Ce n'est pas à dire que les Pères d'avant la venue de Jésus ignoraient la communion de Dieu qui est dans l'Esprit saint. Le contraire est même certain. Comment en effet auraient-ils pu vivre de la foi qui était la leur, leur faisant préférer, selon l'Épître aux Hébreux, l'exil et la pérégrination à des gratifications immédiates ? Et ne pensons pas qu'il ne s'agisse là que de simples relectures de la Torah, chargées de présupposés chrétiens. Il est bien question de participation à l'Esprit dans la Torah (Nombres 11, 24-30), dans les Prophètes (Ézéchiel 37, 1), dans les Psaumes (Ps 51, 13)...

Désormais, selon la promesse, l'Alliance s'est élargie à tous les peuples. Ce qui renvoie à l’enseignement biblique selon lequel, par delà même l'Alliance traitée avec son peuple, l'Esprit de Dieu est présent à la Création du monde — « il planait à la face des eaux » dit la Genèse — porteur de la Parole par laquelle tout a été fait — porteur de la lumière qui éclaire tout être humain venant dans le monde (Jean 1). L’Esprit ainsi précède non seulement les descendants historiques d'Abraham, mais tout être humain.

Et en Jésus Christ, l'Alliance est ouverte à toutes les nations. Voilà pourquoi l'Apôtre Paul a tant insisté pour que l'Évangile soit annoncé à tous les peuples.

Voila pourquoi l'Esprit lui-même signifiait à l'Apôtre Pierre (en Actes 11) que la famille romaine de Corneille, non circoncis, devait aussi être baptisée. L'Esprit de Dieu l'y avait précédé. Le signe de l'Alliance est alors donné par le seul baptême. Il n'est que le signe que donne l'Église, le signe de ce que Dieu lui-même donne au-delà et en deçà de nos signes.

L'Esprit, qui précède nos signes de toute son éternité, est libre par rapport à nos signes, aux signes-même qui sont don de Dieu, comme le baptême. Les gestes, rendant les paroles concrètes nous dévoilent notre humble participation à la vie de Esprit, participation aux « prémisses de l'Esprit », ou comme « ensemencement », selon ces expressions fréquentes dans le Nouveau Testament, faisant que les disciples connaissent déjà l'Esprit qu'ils recevront. Prémisses de l'Esprit, promesse de l'Esprit.
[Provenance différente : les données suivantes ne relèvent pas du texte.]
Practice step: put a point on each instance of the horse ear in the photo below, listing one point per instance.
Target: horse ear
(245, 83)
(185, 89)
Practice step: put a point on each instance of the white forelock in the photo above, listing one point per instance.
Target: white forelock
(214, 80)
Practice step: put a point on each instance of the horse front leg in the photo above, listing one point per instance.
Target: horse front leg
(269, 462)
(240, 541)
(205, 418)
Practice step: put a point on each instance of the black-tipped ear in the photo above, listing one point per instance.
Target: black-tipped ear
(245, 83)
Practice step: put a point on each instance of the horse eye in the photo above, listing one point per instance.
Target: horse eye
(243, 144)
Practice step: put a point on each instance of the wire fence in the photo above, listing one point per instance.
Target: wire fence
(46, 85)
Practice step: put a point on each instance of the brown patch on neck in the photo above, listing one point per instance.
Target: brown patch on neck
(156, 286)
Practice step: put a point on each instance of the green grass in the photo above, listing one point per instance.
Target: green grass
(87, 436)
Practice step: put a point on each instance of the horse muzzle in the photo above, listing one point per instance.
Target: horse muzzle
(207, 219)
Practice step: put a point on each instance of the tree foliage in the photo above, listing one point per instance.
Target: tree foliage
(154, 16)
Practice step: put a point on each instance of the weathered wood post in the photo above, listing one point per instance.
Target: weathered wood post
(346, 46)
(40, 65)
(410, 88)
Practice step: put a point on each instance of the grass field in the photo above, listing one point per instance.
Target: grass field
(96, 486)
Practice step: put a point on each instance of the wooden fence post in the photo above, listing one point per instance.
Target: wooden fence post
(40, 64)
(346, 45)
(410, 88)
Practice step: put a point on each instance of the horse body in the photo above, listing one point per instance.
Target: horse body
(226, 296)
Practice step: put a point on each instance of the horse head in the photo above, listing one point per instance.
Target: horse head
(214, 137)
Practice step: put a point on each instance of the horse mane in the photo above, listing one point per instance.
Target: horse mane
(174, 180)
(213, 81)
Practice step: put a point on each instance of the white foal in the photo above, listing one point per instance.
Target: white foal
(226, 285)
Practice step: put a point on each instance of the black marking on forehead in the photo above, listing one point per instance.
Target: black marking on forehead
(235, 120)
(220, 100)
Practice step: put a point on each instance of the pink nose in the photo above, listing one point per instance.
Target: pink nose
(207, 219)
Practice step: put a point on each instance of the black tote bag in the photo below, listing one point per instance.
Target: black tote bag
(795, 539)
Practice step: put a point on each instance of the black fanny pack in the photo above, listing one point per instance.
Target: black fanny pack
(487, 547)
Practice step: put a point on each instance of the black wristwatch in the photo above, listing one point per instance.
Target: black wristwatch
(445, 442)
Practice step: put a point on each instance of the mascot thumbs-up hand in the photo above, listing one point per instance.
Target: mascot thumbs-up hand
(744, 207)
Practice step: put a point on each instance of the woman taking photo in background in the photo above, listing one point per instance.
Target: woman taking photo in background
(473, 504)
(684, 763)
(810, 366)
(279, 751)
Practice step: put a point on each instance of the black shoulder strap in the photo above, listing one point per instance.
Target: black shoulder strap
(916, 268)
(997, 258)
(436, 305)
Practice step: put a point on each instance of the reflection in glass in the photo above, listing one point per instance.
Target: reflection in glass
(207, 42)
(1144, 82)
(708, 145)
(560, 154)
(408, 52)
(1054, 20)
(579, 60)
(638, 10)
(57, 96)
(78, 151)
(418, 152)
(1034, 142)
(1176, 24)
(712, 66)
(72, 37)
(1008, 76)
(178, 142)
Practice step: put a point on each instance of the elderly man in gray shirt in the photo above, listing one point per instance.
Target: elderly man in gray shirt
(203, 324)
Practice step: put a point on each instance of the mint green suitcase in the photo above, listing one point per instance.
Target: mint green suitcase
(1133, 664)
Il s’agit de renouvellement intérieur pour un vécu de l'Alliance dans la liberté. Le don de l'Esprit n'est point la rupture de l’Alliance d’Abraham et de Moïse, mais bien son renouvellement.
Le vis-à-vis de la Torah, charte de l'Alliance dont le cœur de la promesse se dévoile pour les disciples en Christ ressuscité, ne cesse point d'être d'actualité. C'est par le Christ ressuscité, Parole de Dieu, Esprit vivifiant, ouvrant la promesse de l'Alliance, et pour témoigner de lui, que l'Esprit du Père est répandu sur les disciples.

*

C'est là la racine, en quelque sorte, de la vie de l'Esprit, un souffle humble et discret. Ce souffle de l'Esprit est répandu abondamment, comme la semence de la parabole du semeur, image de l'effusion de la Parole et de l'Esprit. Et comme le large ensemencement du semeur ne préjuge en rien de la récolte, la semence de la Parole et de l'Esprit ne préjuge pas de la germination et de l'éclosion de son fruit.

C'est de celui que nous prions, Dieu, que dépend la suite des choses. Que vienne le jour de la promesse de Jésus : « vous recevrez l'Esprit de vérité parce que vous le connaissez, qu'il demeure en vous ». Et voici comment nous savons que nous l'avons connu, que par cet Esprit nous avons connu le Christ : c'est en gardant ses commandements — certes dans l’humilité de notre cheminement. Car dans l'Esprit qui ouvre aux nations l'accès à l'alliance, la Torah demeure le vis-à-vis par lequel la responsabilité qui ressort de notre liberté d'enfants de Dieu s'exerce dans l'humilité.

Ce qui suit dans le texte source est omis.